The advice will perhaps include: a phased return to work; amended duties; altered hours; and workplace adaptations. There will be additional space for GPs to make further comments. The advice is intended to encourage communication between both a GP and their patient (the employee) and an employer and employee.

During the first six months of an employee’s illness/condition, a fit note will only be valid for a maximum of three months. After this time, GPs will have to see the patient/employee again and make an informed decision as to whether to issue a further fit note, on which the GP may provide further advice.

A fit note will not provide an option for GPs to indicate that an employee is "fit to work" - this idea was rejected by the Government on the basis that it is, and will remain, the employer’s responsibility to carry out a return to work assessment, to ensure that an employee is fit enough to work.
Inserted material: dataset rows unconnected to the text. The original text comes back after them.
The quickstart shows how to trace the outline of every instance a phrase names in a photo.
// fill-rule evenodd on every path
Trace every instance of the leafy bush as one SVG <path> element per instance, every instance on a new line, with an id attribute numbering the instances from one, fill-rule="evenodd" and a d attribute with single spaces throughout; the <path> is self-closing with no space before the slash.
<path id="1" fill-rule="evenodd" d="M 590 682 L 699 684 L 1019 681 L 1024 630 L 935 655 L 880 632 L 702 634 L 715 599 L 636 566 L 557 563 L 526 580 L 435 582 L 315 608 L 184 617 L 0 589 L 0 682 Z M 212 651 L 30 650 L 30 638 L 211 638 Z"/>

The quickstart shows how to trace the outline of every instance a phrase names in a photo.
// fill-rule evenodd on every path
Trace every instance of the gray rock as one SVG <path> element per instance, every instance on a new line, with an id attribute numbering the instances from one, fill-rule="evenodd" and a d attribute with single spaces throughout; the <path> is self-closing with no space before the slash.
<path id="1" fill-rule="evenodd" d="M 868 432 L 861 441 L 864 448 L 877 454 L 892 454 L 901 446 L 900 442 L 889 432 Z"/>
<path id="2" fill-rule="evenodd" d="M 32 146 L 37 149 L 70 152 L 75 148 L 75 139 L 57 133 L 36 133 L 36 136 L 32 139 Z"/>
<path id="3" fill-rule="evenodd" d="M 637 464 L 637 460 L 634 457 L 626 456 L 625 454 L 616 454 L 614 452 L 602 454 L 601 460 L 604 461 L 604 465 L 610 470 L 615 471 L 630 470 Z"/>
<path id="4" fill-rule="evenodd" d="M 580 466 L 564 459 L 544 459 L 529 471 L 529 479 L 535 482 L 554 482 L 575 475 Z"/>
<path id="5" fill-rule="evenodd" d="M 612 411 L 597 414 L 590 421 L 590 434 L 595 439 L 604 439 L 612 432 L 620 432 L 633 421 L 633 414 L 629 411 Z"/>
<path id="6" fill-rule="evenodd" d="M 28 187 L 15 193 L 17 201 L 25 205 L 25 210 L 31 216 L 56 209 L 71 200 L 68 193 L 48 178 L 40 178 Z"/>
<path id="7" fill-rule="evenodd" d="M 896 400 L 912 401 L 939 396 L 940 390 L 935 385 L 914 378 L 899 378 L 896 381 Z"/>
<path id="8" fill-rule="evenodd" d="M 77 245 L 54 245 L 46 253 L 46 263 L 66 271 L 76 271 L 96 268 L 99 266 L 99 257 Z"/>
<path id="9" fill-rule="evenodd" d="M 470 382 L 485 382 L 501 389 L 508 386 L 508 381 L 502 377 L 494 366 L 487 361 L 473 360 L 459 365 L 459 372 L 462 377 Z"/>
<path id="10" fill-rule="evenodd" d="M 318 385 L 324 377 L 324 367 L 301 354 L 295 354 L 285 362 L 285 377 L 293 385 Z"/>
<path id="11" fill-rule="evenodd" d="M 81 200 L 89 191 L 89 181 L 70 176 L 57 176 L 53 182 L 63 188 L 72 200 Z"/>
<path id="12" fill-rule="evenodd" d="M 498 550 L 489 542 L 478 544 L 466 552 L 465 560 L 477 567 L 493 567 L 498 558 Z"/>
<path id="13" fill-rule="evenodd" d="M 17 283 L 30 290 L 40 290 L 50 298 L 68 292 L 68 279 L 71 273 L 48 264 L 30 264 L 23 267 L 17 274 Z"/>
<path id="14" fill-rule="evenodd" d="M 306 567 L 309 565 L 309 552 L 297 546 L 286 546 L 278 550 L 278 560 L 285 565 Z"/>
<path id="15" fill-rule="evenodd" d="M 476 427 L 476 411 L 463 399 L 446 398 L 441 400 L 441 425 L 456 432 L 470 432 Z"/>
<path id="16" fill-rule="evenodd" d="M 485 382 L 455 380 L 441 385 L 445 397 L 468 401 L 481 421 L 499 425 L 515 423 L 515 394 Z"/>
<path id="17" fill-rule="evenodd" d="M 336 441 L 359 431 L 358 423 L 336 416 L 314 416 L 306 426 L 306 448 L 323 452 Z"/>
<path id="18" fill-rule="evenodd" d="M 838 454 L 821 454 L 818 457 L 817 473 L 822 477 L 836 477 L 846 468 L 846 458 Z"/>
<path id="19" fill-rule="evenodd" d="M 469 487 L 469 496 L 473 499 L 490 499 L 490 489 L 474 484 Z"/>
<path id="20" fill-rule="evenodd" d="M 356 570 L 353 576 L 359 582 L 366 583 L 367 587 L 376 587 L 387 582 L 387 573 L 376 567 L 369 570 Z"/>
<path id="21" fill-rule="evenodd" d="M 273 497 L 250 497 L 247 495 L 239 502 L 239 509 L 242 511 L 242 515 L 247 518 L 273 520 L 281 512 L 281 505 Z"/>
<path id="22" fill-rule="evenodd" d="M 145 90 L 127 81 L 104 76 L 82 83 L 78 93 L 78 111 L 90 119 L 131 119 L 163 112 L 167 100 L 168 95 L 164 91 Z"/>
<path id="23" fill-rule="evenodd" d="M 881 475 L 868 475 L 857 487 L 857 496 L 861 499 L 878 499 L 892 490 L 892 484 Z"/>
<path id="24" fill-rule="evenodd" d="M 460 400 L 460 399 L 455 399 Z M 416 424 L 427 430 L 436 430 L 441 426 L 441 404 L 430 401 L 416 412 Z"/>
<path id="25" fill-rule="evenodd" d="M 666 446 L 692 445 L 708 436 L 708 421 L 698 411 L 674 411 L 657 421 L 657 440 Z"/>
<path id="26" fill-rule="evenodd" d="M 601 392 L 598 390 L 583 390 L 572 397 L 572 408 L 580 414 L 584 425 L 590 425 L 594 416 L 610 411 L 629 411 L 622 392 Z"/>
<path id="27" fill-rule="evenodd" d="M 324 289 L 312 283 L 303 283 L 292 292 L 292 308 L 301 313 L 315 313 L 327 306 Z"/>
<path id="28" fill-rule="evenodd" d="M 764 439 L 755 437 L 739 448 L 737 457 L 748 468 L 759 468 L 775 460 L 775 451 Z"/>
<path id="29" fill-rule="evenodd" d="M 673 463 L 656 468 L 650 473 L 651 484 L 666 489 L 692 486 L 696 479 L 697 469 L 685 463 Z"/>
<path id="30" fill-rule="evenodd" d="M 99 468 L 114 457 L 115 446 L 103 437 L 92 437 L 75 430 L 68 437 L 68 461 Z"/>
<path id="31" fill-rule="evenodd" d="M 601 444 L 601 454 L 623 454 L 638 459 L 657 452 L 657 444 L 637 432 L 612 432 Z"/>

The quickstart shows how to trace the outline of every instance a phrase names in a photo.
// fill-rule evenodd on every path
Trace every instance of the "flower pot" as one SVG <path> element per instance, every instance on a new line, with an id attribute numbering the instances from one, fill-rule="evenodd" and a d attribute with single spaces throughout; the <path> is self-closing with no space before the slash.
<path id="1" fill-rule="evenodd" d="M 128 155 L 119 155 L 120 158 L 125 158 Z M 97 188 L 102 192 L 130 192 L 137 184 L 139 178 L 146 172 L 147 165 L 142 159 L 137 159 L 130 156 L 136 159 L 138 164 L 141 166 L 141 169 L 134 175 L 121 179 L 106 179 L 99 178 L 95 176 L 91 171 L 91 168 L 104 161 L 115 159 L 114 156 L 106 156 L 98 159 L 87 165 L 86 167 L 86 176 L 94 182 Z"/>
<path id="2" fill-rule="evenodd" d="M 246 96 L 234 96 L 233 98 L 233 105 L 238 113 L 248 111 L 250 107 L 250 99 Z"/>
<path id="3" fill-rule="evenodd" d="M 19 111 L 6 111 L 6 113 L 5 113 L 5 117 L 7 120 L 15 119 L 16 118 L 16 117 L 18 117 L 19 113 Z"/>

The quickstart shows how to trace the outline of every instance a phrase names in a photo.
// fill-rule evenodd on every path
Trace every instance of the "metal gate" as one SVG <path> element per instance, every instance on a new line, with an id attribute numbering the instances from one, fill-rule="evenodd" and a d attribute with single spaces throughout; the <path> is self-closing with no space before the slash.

A further idea that the Government decided against was GPs being able to recommend that employees be referred to an employer’s occupational health advisor. The idea was rejected on the basis that one of the purposes of the fit note is that GPs suggest ways to facilitate a return to work. Referring employees to another healthcare practitioner for advice will only delay the return to work.

Fit notes will inevitably increase GPs workloads; however, they will provide employers with more information to enable them to be understanding of the employee’s illness/condition and be more aware of the changes they can implement, whether temporary or permanent, to facilitate a return to work.

Employers will no doubt feel it is another administrative burden to deal with in difficult times but they need to be wary of dismissals for ill – health absenteeism (permitted under the current law on unfair dismissal) which may be inconsistent with advice and recommendations made in a fit note.

In other words, the procedural hurdles to be overcome in order to fairly dismiss for long-term absence are arguably increased - or is it just the same headache with a different name?